A collaboration led by the Spanish National Research Council (CSIC) and consisting of the Institute of Corpuscular Physics (IFIC), a joint center of CSIC and the University of Valencia, the Institute of Structure of Matter (IEM-CSIC), and the Complutense University of Madrid (UCM), has successfully developed the first entirely Spanish scanner for proton tomography. This new device allows images to be obtained from the particles used in proton therapy, a new technique for treating cancer, thereby enabling better treatment dose planning. The initial results of this project were recently published in The European Physical Journal Plus.

Proton therapy is an advanced form of cancer treatment that uses protons. In recent years, it has gained popularity due to its advantages over conventional radiotherapy, as the characteristics of these particles, which make up the atomic nucleus, allow them to deposit almost all their energy in tumor cells while barely affecting healthy tissue. However, to properly plan the treatment, medical images of the patient are required.

Currently, these images are obtained with X-rays through what are known as computed axial tomographies (CT scans). However, the subsequent treatment is carried out with proton beams, not X-rays (composed of photons, the particles of light), which introduces uncertainties in treatment planning and dose calculation.

A possible solution to this problem would be to obtain images directly with protons. The innovative scanner developed by the Spanish collaboration led by CSIC is the first of its kind in Spain to achieve this goal, the researchers highlight. “Although it is currently a preclinical scanner that has obtained images of small mannequins, the results have been promising and have demonstrated the feasibility of the concept,” says Enrique Nácher, a CSIC scientist at IFIC who is leading this project.

The research team has combined a set of tracking detectors and a high-resolution energy scintillator to detect the residual energy of the protons. They used several mannequins irradiated with protons at a proton therapy center in Krakow, Poland. The mannequins were measured at different angles to obtain images reconstructed by filtered back projection, which were used to determine the scanner’s capabilities and validate its use as a proton computed tomography (proton-CT) scanner.

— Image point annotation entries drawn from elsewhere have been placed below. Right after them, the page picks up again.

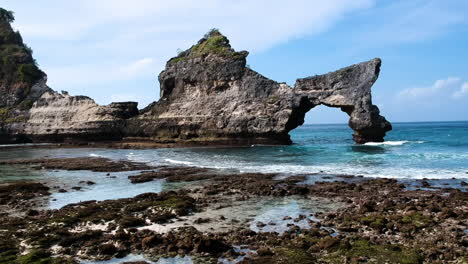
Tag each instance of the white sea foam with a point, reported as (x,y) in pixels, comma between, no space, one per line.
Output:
(179,162)
(392,143)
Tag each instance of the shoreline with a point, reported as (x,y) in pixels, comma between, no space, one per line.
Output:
(370,216)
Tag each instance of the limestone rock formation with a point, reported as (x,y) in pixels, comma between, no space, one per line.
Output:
(32,112)
(208,94)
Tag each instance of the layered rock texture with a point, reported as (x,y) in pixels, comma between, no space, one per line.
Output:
(208,95)
(32,112)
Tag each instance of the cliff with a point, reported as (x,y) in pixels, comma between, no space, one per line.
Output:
(32,112)
(208,95)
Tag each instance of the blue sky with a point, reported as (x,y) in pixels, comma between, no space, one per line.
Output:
(113,50)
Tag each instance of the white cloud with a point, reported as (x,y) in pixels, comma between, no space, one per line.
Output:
(440,86)
(138,68)
(89,43)
(462,92)
(412,21)
(131,98)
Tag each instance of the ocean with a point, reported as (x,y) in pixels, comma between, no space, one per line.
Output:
(433,150)
(437,151)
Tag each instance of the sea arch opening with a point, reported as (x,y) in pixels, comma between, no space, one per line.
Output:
(323,124)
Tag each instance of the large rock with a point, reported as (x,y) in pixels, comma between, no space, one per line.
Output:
(208,94)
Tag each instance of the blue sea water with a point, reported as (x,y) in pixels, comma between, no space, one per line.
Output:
(437,151)
(434,150)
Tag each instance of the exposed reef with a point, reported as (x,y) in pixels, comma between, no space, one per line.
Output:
(208,96)
(352,220)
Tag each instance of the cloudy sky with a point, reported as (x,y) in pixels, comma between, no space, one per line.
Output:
(113,50)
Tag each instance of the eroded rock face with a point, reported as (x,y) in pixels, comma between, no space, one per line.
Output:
(208,94)
(61,117)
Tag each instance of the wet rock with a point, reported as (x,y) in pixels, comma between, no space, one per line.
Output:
(93,164)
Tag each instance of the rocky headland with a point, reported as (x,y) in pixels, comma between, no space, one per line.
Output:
(208,96)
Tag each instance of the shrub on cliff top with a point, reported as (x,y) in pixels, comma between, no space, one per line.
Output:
(6,15)
(213,42)
(18,70)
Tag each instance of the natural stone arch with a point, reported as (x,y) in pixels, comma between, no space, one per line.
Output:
(348,89)
(209,95)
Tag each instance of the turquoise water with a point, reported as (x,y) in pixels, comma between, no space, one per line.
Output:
(412,150)
(436,150)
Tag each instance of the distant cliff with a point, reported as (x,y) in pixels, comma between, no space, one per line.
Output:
(208,95)
(32,112)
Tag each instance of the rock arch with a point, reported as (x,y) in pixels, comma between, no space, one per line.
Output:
(348,89)
(209,95)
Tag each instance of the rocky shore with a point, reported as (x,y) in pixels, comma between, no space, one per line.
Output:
(360,220)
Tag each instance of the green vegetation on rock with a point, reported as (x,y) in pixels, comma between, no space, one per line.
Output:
(18,70)
(363,249)
(212,43)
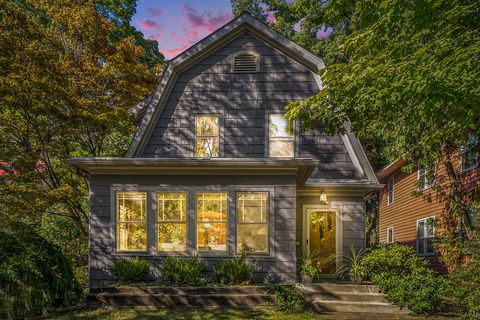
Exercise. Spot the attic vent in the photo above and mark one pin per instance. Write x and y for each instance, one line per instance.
(245, 62)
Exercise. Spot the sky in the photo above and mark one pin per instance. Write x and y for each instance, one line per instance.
(177, 25)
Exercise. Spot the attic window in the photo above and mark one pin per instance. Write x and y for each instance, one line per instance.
(245, 62)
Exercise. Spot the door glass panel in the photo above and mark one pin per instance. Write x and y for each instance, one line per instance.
(322, 240)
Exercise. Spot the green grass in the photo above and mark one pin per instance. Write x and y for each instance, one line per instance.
(185, 313)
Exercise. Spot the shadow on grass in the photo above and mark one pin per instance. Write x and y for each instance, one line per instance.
(176, 313)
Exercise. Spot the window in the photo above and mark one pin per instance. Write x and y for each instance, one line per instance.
(252, 221)
(212, 222)
(245, 62)
(425, 179)
(172, 221)
(207, 136)
(390, 196)
(281, 134)
(390, 238)
(425, 236)
(131, 221)
(468, 155)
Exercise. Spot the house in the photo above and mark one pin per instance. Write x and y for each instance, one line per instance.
(214, 168)
(409, 205)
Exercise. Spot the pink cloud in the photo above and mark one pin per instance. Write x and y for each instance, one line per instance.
(205, 20)
(173, 52)
(154, 12)
(149, 25)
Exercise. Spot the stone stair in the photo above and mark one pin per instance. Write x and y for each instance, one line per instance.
(345, 297)
(180, 296)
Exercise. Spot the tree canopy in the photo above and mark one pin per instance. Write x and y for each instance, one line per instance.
(67, 78)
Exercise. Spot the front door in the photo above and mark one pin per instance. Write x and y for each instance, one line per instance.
(321, 244)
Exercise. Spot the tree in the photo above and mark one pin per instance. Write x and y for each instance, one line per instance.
(120, 13)
(65, 89)
(254, 7)
(411, 75)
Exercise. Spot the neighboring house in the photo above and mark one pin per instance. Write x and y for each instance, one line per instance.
(409, 205)
(214, 168)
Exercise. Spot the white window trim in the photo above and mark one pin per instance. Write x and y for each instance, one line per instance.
(197, 136)
(425, 238)
(270, 139)
(393, 235)
(393, 192)
(118, 222)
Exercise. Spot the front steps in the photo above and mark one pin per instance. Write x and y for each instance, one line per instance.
(180, 296)
(345, 297)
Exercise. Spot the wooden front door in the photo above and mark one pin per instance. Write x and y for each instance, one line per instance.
(321, 239)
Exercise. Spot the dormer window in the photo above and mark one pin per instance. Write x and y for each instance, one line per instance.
(246, 62)
(281, 136)
(207, 140)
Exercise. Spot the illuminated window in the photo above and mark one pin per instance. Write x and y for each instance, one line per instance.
(172, 221)
(252, 221)
(281, 135)
(131, 221)
(207, 136)
(212, 222)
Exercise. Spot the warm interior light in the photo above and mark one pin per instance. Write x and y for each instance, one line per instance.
(323, 198)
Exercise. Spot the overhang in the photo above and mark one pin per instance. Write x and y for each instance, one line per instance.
(300, 168)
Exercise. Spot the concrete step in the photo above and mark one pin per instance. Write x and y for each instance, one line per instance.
(181, 290)
(345, 296)
(339, 288)
(171, 300)
(356, 307)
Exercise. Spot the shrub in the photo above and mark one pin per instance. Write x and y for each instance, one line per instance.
(34, 274)
(405, 278)
(130, 270)
(187, 271)
(289, 298)
(234, 271)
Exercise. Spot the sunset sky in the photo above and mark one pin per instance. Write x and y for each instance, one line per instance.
(176, 25)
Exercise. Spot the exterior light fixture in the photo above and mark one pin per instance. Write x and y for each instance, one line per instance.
(323, 198)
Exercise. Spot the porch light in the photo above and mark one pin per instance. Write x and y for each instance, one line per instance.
(323, 198)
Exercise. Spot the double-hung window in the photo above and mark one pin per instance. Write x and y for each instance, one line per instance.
(252, 221)
(468, 155)
(425, 179)
(390, 236)
(426, 236)
(131, 221)
(212, 222)
(172, 221)
(281, 135)
(390, 190)
(207, 136)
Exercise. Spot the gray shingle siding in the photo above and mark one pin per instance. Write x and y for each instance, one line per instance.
(243, 101)
(280, 264)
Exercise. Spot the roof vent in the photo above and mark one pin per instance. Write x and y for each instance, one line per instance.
(245, 62)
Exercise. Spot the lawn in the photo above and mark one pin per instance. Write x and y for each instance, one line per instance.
(185, 313)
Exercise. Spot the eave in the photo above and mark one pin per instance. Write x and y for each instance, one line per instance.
(300, 168)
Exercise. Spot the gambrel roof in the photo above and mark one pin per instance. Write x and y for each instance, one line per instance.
(152, 107)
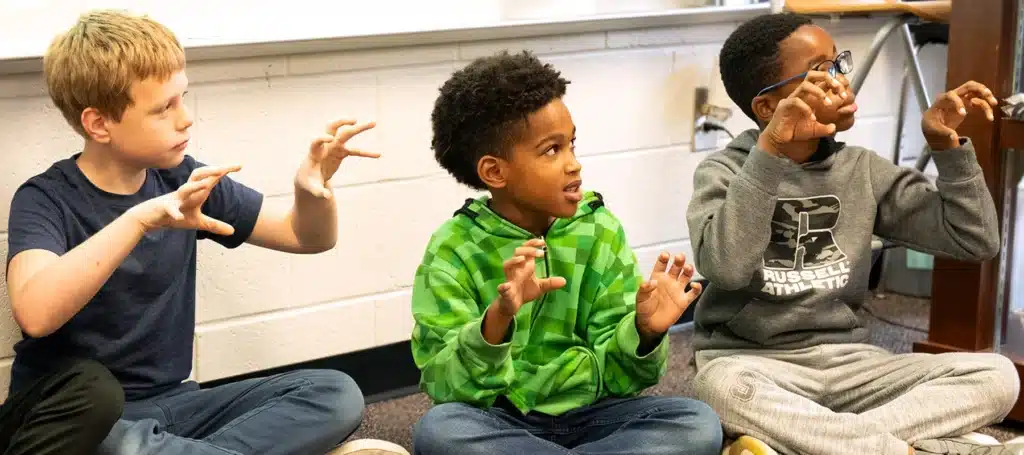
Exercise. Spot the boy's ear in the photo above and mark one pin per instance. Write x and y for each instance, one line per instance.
(492, 171)
(764, 108)
(95, 125)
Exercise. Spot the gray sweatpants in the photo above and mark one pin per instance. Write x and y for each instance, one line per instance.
(853, 399)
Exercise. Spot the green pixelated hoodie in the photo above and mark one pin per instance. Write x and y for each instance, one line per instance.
(564, 350)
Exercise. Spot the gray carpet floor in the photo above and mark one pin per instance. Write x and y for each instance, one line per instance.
(905, 322)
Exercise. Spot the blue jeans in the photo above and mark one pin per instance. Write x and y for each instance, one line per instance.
(303, 412)
(650, 425)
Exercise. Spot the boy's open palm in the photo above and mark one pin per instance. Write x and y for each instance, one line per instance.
(940, 121)
(326, 154)
(795, 120)
(663, 299)
(182, 208)
(521, 284)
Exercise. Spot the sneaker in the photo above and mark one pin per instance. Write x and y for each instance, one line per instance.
(969, 445)
(748, 446)
(369, 447)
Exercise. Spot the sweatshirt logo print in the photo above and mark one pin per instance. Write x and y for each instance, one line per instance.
(802, 253)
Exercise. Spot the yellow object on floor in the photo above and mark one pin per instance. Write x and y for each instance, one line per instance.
(369, 447)
(749, 446)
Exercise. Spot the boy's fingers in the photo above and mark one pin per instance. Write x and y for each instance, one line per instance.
(807, 89)
(648, 286)
(984, 107)
(348, 133)
(694, 292)
(677, 265)
(801, 107)
(550, 284)
(208, 171)
(662, 263)
(536, 243)
(174, 212)
(317, 143)
(332, 128)
(822, 77)
(528, 252)
(975, 87)
(192, 187)
(952, 100)
(364, 154)
(687, 274)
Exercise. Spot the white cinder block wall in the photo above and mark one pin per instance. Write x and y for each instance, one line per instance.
(631, 96)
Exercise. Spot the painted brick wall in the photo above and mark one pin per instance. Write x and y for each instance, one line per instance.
(632, 95)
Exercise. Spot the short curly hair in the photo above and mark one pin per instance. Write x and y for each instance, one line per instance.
(749, 59)
(482, 110)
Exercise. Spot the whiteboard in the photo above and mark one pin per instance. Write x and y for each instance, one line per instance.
(27, 27)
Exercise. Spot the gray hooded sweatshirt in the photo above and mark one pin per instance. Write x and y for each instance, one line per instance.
(786, 247)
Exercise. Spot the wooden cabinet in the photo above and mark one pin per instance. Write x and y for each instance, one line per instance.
(972, 302)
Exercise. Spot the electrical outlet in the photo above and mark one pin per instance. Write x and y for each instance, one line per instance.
(705, 140)
(698, 138)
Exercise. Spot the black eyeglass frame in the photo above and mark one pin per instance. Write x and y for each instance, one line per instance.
(843, 64)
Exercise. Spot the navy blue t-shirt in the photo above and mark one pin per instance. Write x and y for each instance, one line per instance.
(140, 324)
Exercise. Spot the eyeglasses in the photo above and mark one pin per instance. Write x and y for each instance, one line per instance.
(843, 65)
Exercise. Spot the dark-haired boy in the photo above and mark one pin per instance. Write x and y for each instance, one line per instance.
(781, 223)
(534, 330)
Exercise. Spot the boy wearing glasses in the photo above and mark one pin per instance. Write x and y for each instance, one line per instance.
(781, 224)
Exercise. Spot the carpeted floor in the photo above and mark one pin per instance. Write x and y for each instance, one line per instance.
(907, 320)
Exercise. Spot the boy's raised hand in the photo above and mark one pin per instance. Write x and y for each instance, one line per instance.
(326, 154)
(182, 208)
(521, 284)
(940, 121)
(663, 299)
(794, 119)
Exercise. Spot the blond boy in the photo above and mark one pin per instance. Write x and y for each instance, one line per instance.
(102, 252)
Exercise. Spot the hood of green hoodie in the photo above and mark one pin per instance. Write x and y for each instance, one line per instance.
(480, 213)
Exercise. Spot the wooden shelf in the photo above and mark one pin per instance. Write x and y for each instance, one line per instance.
(1012, 134)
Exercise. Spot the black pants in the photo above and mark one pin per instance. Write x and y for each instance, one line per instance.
(69, 411)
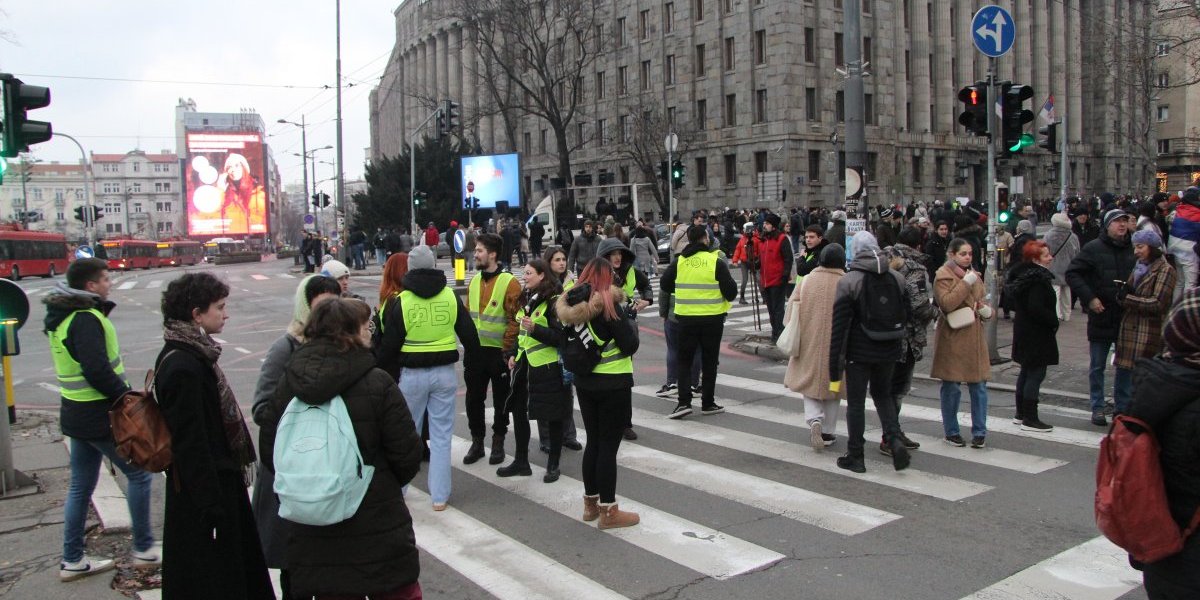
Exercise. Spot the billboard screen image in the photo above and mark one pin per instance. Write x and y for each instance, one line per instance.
(490, 179)
(226, 175)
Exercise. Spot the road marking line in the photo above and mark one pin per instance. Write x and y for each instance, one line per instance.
(693, 545)
(910, 480)
(1093, 570)
(995, 424)
(796, 503)
(929, 444)
(497, 563)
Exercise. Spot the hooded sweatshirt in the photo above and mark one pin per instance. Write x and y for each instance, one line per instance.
(425, 283)
(85, 343)
(849, 341)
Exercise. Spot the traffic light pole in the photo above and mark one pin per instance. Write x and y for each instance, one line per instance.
(993, 276)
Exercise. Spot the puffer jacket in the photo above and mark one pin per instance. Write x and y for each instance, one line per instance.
(1095, 273)
(375, 551)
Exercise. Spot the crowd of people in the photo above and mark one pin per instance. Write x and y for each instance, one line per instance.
(565, 335)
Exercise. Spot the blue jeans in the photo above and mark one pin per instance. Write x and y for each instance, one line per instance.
(85, 463)
(1122, 382)
(433, 390)
(951, 396)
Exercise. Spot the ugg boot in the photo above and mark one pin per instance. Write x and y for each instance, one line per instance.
(611, 517)
(497, 449)
(591, 508)
(475, 451)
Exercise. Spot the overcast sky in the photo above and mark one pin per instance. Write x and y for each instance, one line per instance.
(262, 46)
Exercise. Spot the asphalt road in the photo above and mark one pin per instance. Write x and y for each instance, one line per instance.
(732, 505)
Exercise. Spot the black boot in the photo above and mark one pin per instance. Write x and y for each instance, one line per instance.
(551, 469)
(520, 466)
(497, 449)
(475, 451)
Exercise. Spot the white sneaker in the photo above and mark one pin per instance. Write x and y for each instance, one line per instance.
(149, 557)
(72, 571)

According to the results of the article, the scanner can produce medium-high quality images, with a resolution comparable to that of other state-of-the-art scanners. In the researchers’ opinion, if the system is properly scaled, it could be used to obtain images of patients before proton therapy, significantly improving treatment planning accuracy. “This would allow optimizing dose deposition in cancerous tissue while minimizing exposure to healthy tissue,” explains the IFIC researcher.

Resource Reuse

The proton scanner developed by the collaboration between the Institute of Corpuscular Physics, the Institute of Structure of Matter, and the Complutense University of Madrid was built by reusing instrumentation and materials from old prototypes of other nuclear physics projects that were no longer useful for their original purposes. This approach has maximized the reuse of resources without the need to invest in new instrumentation, promoting efficient and sustainable use of existing resources, its promoters highlight.